Notice when negative thoughts creep into your head – pay attention when familiar tapes start to play with repetitive messages that are likely not true. Acknowledge them and let them go. Start building on what you could have done differently so the mistake doesn’t happen again. Focus your actions in the present moment
, so you can move ahead with your most important goals without getting all fouled up by ruminating about the past.
3. Realize your thoughts are simply yes opinions.
Opinions are not facts or actual states of being. Feelings are real of course, but you can just as easily shift your feelings if you realize that “no” is just a point of view, as is “yes.” Which one is more useful to meeting your goals? A positive attitude
will go a long way to hitting your mark the next time.
4. Take note of what you discovered that could be useful in your next attempt.
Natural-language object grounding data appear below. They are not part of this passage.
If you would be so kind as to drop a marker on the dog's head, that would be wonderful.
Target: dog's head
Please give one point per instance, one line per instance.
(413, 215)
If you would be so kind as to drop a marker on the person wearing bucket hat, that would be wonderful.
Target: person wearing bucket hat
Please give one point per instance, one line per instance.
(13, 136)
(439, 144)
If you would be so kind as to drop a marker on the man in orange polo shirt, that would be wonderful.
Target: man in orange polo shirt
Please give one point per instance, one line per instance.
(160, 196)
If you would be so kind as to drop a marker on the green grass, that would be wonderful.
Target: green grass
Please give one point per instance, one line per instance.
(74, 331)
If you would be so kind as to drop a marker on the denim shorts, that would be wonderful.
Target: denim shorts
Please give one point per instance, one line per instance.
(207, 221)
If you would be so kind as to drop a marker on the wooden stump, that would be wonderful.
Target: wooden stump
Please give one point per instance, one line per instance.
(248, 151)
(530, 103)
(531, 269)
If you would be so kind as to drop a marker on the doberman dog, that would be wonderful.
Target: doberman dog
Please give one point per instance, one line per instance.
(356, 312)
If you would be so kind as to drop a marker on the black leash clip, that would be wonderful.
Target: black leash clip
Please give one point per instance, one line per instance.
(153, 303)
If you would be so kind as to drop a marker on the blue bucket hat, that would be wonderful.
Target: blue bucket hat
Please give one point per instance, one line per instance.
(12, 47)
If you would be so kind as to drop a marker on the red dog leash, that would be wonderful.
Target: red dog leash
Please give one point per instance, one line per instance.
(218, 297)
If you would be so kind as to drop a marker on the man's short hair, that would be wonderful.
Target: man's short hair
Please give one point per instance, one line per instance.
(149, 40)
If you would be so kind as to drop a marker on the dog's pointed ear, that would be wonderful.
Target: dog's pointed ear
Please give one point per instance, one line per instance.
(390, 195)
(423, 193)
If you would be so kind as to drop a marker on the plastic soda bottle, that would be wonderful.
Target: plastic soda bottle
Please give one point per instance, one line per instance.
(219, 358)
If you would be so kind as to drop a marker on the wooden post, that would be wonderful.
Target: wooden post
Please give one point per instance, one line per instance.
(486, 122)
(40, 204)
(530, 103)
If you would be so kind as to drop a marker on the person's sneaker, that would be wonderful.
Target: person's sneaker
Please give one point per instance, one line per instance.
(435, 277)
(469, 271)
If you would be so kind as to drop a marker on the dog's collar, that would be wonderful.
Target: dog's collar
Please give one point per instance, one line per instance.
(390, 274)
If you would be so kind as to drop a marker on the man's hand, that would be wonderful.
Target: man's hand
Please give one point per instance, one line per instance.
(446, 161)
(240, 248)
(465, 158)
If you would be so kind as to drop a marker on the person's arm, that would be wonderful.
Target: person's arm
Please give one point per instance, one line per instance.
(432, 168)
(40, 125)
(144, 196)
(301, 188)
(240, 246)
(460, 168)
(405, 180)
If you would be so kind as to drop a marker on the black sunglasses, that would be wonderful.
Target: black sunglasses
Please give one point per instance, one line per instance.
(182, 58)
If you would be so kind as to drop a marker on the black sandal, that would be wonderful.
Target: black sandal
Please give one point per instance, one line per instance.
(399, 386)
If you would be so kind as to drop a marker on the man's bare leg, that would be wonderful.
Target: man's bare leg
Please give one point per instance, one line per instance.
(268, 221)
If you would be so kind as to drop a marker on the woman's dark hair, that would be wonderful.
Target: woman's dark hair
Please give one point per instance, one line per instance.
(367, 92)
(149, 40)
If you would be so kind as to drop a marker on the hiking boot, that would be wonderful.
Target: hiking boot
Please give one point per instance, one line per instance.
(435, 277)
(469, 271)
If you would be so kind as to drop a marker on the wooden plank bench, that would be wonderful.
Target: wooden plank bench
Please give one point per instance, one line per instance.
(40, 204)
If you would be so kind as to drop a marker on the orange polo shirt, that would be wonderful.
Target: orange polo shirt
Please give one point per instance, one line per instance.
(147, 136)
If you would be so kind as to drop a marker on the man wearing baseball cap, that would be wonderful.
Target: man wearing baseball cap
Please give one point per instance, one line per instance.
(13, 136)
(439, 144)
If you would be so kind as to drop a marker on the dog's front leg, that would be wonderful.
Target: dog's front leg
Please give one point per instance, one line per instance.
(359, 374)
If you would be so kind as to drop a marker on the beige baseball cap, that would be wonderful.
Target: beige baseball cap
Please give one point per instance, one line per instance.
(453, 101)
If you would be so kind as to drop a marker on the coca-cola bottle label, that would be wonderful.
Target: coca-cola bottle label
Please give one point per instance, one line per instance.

Yes, learn from your failures – but by making a point of doing so, the lessons become tangible. The American playwright Edward Albee said, “The act of writing is an act of optimism. You would not take the trouble to do it if you felt it didn't matter.” You can replace the word “writing” with “inventing” or “troubleshooting” or any other verb because no one creates anything unless they have a positive view of the future – otherwise why bother with coming up with anything new?
5. Practice self-love.
Dr. Kristin Neff, the pioneer of something called Self-Compassion, described it as, “a healthier way of relating to yourself.” It’s so true. So while it may be more challenging to change gut reactions, including physical feelings, to failure, we can more immediately learn how to respond more positively to these feelings. First of all, acknowledge that it’s okay to feel and think whatever you’re thinking. Once you accept yourself you can more easily move on. Instead of judging feelings, which adds insult to injury, understand that your thoughts are completely normal. But they do not have to prevent you from moving forward and starting over.
Don’t forget to deliberately seek out experience that bring you joy or pleasure – that take you away from the negative feelings and into the present moment. Connecting with loved ones, creative or physical pursuits that engage us and make us happy, are tremendous resources, and tend to multiply when used.